Les grandes cultures toujours très présentes.

Avec près de 50 % de la superficie dédiée aux céréales, 22 % consacrée aux oléagineux et protéagineux, le département d’Indre-et-Loire conserve une orientation grandes cultures marquée. Il représente 14 % des surfaces de céréales de la région, taux identique depuis 2000. Environ 111 000 hectares ont été ensemencés en blé tendre en 2010, soit près de 17 % de la surface de blé tendre régionale. Près de 67 400 hectares sont cultivés en oléagineux ; principalement en colza et tournesol. L’Indre-et-Loire concentre 40 % des surfaces régionales de tournesol. Par ailleurs, près de 50 000 hectares sont alloués aux surfaces en herbe, en hausse par rapport à 2000.

Une activité à forte valorisation : la viticulture.

Malgré une perte de plus de 40 % des exploitations et une baisse de 4 % des surfaces depuis 2000, la vocation viticole du département se maintient : près de la moitié des surfaces en vignes d’Appellation d’Origine Protégée (AOP) de la région y est implantée.
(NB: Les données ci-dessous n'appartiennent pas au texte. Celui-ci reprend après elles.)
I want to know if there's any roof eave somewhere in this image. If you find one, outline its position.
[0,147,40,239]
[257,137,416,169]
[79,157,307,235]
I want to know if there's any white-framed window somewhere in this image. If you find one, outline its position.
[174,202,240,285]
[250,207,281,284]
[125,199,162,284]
La quasi-totalité du vignoble du département (94 %) est en AOP. Cette activité, à forte valorisation, représente le quart du potentiel de production du département.
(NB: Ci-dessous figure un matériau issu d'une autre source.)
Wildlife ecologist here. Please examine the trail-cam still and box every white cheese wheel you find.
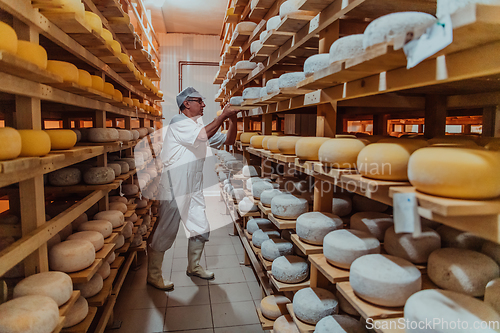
[66,231,104,252]
[351,212,394,242]
[427,248,500,296]
[349,254,422,307]
[293,288,339,325]
[296,212,343,245]
[404,289,500,333]
[49,240,95,273]
[14,272,73,306]
[83,167,115,185]
[408,147,500,199]
[260,239,293,261]
[323,229,380,269]
[0,295,59,333]
[270,254,309,283]
[318,139,365,169]
[49,168,82,186]
[252,228,280,248]
[94,210,125,228]
[77,220,113,238]
[304,53,330,77]
[271,194,309,220]
[278,72,306,89]
[363,12,436,49]
[63,296,89,328]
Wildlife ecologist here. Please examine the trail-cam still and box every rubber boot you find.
[147,247,174,290]
[186,238,214,280]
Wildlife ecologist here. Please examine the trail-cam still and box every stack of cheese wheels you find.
[296,212,343,245]
[293,288,339,325]
[427,248,500,297]
[384,226,441,264]
[349,254,422,307]
[323,229,380,269]
[318,139,365,169]
[294,137,330,161]
[408,147,500,199]
[271,255,309,283]
[404,289,500,333]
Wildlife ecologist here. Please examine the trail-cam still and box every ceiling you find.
[144,0,228,35]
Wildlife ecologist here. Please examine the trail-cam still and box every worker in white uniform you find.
[147,87,238,290]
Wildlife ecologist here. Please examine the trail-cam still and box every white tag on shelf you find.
[392,193,422,237]
[403,15,453,69]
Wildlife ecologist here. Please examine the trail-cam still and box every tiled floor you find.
[108,197,270,333]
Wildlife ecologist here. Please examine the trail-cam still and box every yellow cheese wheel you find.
[78,69,92,88]
[15,40,47,69]
[318,138,365,169]
[18,130,50,157]
[295,137,330,161]
[356,142,422,181]
[0,127,21,161]
[0,21,17,54]
[45,129,77,150]
[47,60,78,83]
[408,147,500,199]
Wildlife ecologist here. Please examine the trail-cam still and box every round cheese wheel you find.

Une présence marquée dans le secteur des fruits et légumes.

 L’Indre-et-Loire concentre 50 % des surfaces régionales en pommiers, ceci malgré une perte de 35 % des superficies depuis 2000. Le quart des surfaces de la région en petits fruits se situe sur le département ainsi que 12 % des surfaces en légumes frais. Ces dernières ont augmenté de plus de 240 hectares en dix ans. La surface horticole se maintient à 75 hectares.

Une agriculture également orientée vers l’élevage.

Le cheptel bovin (82 670 animaux), réparti dans 850 exploitations, est dominé par la filière laitière (20 000 vacheslaitières), mais la filière viande avec plus de 16 500 vaches allaitantes est également très présente. Cette dernière voit son troupeau se maintenir depuis 2000, alors que le nombre de vaches laitières a chuté de près de 10 %. Malgré cette baisse, l’Indre-et-Loire possède le plus important troupeau de vaches laitières de la région. L’activité laitière caprine s’est fortement concentrée en dix ans. Le nombre de chèvres a augmenté de plus de 25 % alors que le nombre d’exploitations a presque été divisé par deux. Enfin, plus du quart du cheptel porcin de la région se trouve en Indre-et-Loire.